The camera transmits the video back to the terminal processor through the network cable, and the terminal processor analyzes the video by using the ponding detection model. Meanwhile, a ponding detection threshold value needs to be preset, and the detection frame score, the mask score and the threshold value output by the model are judged. And if the detection score and the mask score exceed the threshold value, judging that the detection frame and the mask are an effective detection frame and an effective mask, and simultaneously outputting the coordinates of the detection frame and the coordinates of the mask (namely the specific position coordinates of the water accumulation area).
The detection picture is automatically stored, the coordinates of the detection frame, the detection time and the detection address are displayed on the display screen in a text and picture mode, and therefore the detection picture is convenient for workers to browse and check.

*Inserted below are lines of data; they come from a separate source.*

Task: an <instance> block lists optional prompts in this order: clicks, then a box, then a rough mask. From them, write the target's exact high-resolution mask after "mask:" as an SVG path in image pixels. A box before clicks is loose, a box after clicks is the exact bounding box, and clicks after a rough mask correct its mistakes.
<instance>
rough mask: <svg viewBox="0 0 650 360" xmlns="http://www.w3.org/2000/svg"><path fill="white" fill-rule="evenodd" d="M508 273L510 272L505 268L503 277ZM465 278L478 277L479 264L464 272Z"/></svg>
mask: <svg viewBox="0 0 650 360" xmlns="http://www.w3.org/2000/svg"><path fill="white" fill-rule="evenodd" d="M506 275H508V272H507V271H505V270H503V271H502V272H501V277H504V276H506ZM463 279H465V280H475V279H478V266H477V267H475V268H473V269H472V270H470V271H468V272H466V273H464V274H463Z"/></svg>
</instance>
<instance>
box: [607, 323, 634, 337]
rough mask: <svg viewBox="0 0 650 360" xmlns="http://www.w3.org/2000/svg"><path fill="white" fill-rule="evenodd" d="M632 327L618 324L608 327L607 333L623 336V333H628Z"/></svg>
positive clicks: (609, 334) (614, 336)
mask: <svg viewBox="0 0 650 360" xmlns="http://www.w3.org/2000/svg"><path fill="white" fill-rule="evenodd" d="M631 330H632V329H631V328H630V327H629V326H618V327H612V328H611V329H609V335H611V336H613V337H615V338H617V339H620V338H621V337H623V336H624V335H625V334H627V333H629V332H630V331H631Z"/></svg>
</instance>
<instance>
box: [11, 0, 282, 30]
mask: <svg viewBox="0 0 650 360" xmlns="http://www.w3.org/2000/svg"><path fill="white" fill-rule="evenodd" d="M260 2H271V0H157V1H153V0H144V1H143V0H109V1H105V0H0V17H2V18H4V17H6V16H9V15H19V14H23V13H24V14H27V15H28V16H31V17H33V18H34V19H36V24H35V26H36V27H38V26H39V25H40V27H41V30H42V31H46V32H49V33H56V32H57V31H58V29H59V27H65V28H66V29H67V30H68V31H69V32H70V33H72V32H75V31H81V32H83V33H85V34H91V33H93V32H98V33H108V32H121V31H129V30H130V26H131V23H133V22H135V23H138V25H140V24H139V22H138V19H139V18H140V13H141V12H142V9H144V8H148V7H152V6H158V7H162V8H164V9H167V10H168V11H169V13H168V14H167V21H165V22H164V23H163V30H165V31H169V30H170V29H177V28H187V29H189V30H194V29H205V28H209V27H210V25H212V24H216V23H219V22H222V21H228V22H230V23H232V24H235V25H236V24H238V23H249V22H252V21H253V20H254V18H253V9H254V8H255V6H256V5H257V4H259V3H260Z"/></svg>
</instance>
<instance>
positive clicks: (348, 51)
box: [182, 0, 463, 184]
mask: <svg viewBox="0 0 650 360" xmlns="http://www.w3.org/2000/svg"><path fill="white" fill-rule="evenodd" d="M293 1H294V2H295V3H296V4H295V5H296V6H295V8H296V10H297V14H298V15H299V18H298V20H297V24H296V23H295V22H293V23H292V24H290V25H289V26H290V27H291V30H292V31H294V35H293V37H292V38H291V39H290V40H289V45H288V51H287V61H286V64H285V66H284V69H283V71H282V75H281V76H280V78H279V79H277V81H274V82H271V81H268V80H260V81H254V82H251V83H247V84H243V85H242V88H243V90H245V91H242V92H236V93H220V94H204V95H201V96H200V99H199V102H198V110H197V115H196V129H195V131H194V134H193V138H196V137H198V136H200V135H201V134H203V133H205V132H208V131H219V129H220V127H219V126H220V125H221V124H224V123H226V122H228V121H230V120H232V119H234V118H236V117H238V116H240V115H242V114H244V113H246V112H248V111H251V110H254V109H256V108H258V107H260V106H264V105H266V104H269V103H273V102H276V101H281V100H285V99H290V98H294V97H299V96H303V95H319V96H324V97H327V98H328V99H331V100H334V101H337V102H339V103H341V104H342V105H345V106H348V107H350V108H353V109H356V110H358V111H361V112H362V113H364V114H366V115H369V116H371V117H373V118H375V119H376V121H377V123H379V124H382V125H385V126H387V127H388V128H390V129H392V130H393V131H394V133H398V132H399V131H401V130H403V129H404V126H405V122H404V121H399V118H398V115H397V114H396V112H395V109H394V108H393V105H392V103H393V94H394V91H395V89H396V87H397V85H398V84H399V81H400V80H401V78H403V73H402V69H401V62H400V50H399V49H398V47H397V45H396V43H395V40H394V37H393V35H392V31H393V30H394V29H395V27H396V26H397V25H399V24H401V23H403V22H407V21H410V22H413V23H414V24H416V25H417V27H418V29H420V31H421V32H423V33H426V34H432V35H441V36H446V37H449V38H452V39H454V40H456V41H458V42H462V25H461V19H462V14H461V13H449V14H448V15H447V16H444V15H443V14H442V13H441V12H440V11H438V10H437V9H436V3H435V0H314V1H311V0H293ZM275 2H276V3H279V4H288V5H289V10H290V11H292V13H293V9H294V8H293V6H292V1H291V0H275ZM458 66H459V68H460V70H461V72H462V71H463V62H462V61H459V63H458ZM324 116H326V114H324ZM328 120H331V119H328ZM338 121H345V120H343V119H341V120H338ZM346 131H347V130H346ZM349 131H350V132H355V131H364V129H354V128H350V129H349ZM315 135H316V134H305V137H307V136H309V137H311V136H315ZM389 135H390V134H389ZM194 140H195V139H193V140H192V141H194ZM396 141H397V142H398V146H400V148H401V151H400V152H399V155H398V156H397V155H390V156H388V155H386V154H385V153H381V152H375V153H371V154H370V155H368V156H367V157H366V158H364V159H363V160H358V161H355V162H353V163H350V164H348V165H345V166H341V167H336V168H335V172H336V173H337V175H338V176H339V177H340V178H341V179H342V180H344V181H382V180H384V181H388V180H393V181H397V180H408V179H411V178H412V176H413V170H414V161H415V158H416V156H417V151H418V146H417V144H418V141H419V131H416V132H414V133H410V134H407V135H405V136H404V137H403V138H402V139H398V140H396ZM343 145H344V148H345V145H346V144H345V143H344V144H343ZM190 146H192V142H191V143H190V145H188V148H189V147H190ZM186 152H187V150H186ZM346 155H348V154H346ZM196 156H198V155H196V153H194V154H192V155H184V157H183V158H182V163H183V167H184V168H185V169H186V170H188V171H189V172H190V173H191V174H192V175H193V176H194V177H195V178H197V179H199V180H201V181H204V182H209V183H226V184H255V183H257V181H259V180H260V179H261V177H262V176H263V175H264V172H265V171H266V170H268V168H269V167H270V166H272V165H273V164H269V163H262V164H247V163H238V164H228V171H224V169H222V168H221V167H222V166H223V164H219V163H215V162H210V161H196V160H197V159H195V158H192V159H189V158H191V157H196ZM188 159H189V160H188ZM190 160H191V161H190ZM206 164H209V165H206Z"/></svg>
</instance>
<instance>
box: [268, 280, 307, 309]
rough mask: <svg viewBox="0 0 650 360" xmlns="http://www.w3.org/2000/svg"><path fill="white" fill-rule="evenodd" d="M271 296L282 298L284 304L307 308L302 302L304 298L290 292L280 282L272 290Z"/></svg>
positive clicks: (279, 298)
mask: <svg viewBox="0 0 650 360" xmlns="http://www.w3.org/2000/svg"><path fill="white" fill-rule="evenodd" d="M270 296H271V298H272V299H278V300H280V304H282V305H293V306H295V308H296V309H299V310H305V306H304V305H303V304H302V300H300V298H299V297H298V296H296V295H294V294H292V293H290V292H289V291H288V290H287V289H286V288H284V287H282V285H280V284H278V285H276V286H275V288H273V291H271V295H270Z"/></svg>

The technical scheme of the invention can be used in any scene with cameras, including but not limited to highways, street roads, commercial districts, parks, scenic spots and the like. The video is returned only through the network cable, and the road water accumulation area can be obtained by utilizing the terminal processor to analyze the video and judge the threshold value, so that the method has stronger expansibility and portability. The false detection rate can be effectively reduced through repeated training of the wrong samples, so that the method has high reliability and stability. Meanwhile, the information is automatically stored comprehensively, and the staff can conveniently browse and check the information.
The above description is only for the specific embodiment of the present invention, but the scope of the present invention is not limited thereto, and any changes or substitutions that can be easily conceived by those skilled in the art within the technical scope of the present invention are included in the scope of the present invention. Therefore, the protection scope of the present invention shall be subject to the protection scope of the claims.